Headlines about house prices, rent levels, the collapse in rates of owner-occupation among the younger generation and, indeed growing homelessness abound.

One thing that, unaccountably, gets rather less coverage is housing benefit — the benefit paid to those on low incomes to help to cover the costs of rent. There are occasional spats over things such as the “bedroom tax” — a reduction in entitlement for those in social housing deemed to have more bedrooms than they need — but little focus on the system as a whole.

It is a curious omission. The government spends an astonishing £22 billion a year on housing benefit. That dwarfs spending on the police, on overseas aid and the budgets of many entire government departments. Spending on this one benefit has doubled since the early 2000s. More than four million households receive it. All that is true despite repeated cuts in generosity such that for most working-age people it covers a lower proportion of their actual rent than was the case in the past.

This matters for multiple reasons. First, it is an awful lot of money. Second, as a means-tested benefit affecting large numbers of people, housing benefit can have substantial effects on work incentives. Third, this scale of spending is itself a reflection of many of the other problems we face in the housing market. Fourth, spending on this scale could itself be exacerbating some of those problems, potentially pushing up rents and acting as a transfer to landlords. And fifth, cuts in recent years mean that, despite the scale of spending, many families are left struggling to pay their rent and to cover other living expenses.

The main drivers of the increase in spending have been the rapid expansion of the private rented sector alongside increased rents in social housing, in part because cheaper council housing has been in decline. If you own your own home, you are not eligible for housing benefit, so the collapse in rates of owner-occupation has played an important role. Rents in the private sector are much higher than those in the much-diminished local authority sector. So the benefit system has a bigger job to do than it had in the past. A system that looked manageable when it was mostly supporting those facing below market rents in the social sector and a relatively small private sector looks much harder to maintain as it provides support to increasing numbers facing full market rents in a much-expanded private sector. Low levels of owner-occupation are passing on substantial costs to the public purse.

That’s the sense in which failures elsewhere in the housing market are creating problems. One thing we don’t know is the extent to which housing benefit itself is creating a problem. If you’re paying that much money to that many people to cover their rent, you might expect that to push up the market level of rent. I say we don’t know because there isn’t a lot of robust evidence telling us that is definitely happening, and indeed some evidence that it doesn’t happen in the short term. But it must be a risk.

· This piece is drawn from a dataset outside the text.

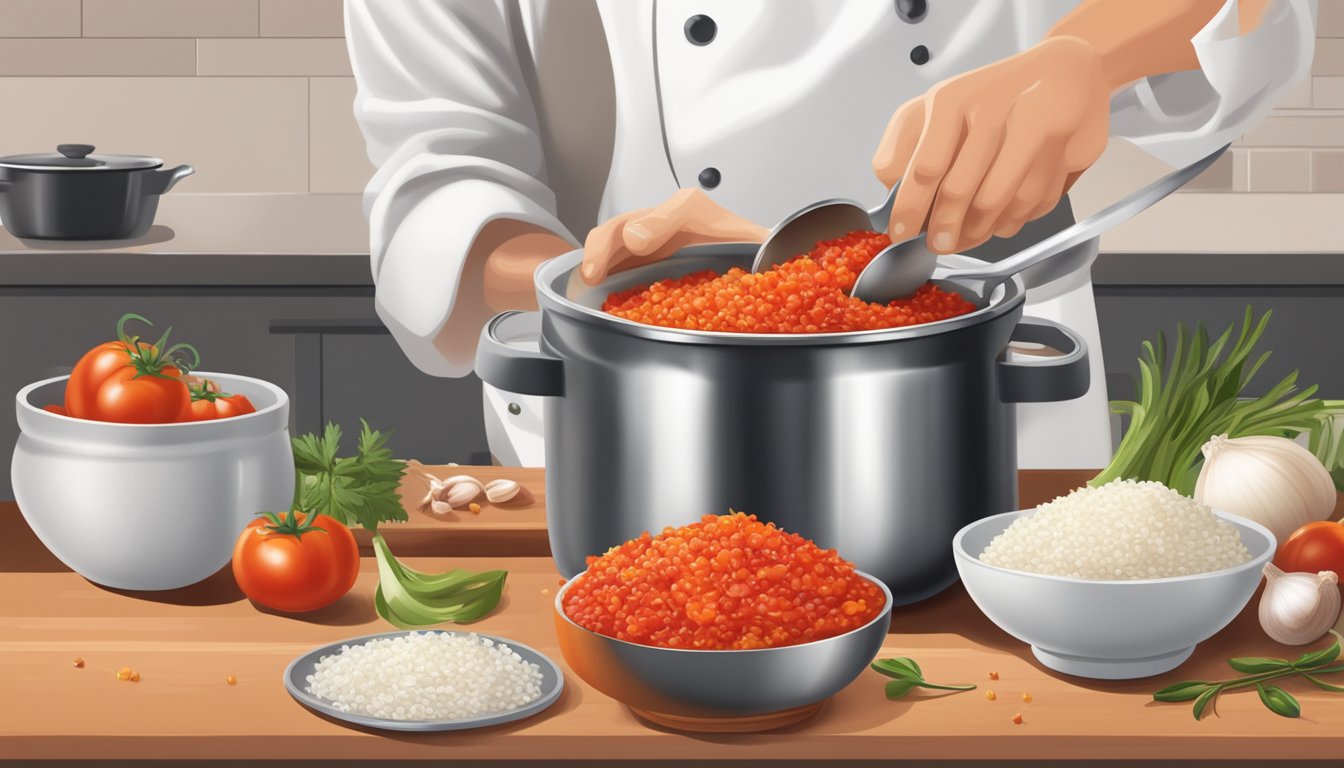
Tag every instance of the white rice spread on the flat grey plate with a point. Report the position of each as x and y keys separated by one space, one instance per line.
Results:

That risk used to be greater. Historically, benefit levels were tied directly to rent. For most of those on the lowest incomes, their rent would be covered fully and if the rent rose, so would the benefit.

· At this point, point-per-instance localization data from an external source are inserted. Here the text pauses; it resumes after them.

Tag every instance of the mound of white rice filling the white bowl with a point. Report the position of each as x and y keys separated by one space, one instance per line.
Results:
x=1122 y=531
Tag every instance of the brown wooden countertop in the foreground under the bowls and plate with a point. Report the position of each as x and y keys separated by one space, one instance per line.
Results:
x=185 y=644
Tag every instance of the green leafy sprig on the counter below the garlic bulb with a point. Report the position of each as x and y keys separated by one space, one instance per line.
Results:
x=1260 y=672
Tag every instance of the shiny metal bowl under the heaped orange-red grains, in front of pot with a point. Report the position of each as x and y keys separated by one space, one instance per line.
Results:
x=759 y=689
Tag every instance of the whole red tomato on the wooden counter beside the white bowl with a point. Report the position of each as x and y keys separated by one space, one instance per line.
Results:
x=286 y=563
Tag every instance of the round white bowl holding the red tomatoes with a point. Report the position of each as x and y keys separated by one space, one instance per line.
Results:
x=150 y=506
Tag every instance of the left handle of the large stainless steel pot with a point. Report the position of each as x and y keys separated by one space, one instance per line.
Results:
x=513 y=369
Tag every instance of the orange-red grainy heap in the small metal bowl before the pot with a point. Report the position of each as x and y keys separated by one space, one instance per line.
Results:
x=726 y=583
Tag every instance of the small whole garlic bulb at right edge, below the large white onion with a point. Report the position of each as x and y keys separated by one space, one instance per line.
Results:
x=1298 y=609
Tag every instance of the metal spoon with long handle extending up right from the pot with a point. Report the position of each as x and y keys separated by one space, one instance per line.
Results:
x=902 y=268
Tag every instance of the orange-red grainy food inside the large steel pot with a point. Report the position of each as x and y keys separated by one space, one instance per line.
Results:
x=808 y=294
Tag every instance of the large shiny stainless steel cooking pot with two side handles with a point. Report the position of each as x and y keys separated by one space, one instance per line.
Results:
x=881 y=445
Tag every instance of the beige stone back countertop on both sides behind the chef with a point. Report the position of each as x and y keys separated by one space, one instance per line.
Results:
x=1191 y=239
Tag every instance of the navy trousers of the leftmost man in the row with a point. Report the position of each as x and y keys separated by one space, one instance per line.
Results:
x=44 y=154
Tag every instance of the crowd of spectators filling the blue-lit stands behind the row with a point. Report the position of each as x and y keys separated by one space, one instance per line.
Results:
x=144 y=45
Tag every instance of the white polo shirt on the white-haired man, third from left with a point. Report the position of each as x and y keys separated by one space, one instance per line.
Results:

Rents and benefit entitlements in the private sector have now been mostly de-linked. Entitlements today largely depend, bizarrely, on local rents in 2012 and, in particular, on rents at the 30th percentile of the local market rent back then (except in some London boroughs, where national caps bite in an effort to prevent rent being paid by the state in respect of very expensive properties).

That has the benefit of capping spending and reducing the chance that rents will rise, because any increase simply will be paid for by the state. But because, across the country, entitlements have risen less quickly than rents over the past six years, more and more low-income families are having to find more and more money to pay rents that they can ill-afford. Not only that, the discrepancy between entitlement and local rent levels now varies dramatically across the country. If you live in Liverpool and have no private income, your housing benefit will still cover your full rent if you live in a property in the lowest 30 per cent of local rents. In Greater Manchester you’ll be left with more than 15 per cent of the rent to pay and in much of London you’ll need to come up with more than a quarter of the rent bill from somewhere.

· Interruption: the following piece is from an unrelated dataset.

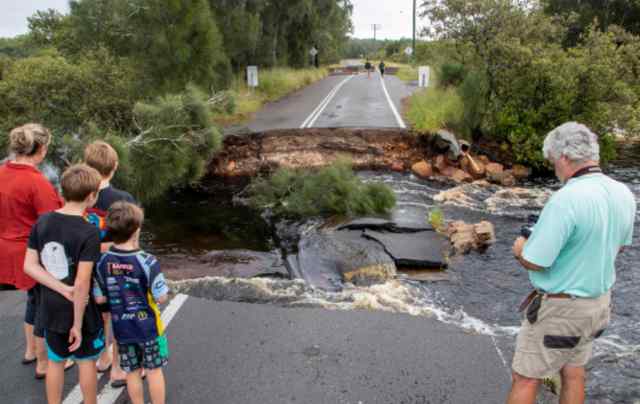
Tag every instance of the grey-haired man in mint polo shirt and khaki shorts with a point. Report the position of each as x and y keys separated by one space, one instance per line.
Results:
x=570 y=257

Even so, if you are entitled to a three-bedroom property, perhaps because you are a couple with two older children, you can easily be entitled to more than £300 a week in London and more than £200 a week in parts of the South East. Many people in that position are trapped on benefits. They can’t earn enough to break free of the benefits system and because of the way in which housing benefit is withdrawn at a rate of 65p for every pound as earnings rise, the financial gain from earning more is limited, especially when other benefits and tax credits are also being withdrawn. Universal credit, by being withdrawn less quickly, will do something to help this problem, but it will, in turn, make it harder for renters to move off benefits entirely.

In the long run, the solution to these issues can’t come from the housing benefit system itself. The trade-offs are inescapable. It will come from fixing the underlying problems — high rents, high house prices, inadequate social housing. The doubling in the housing benefit bill is merely the very expensive canary in the coalmine.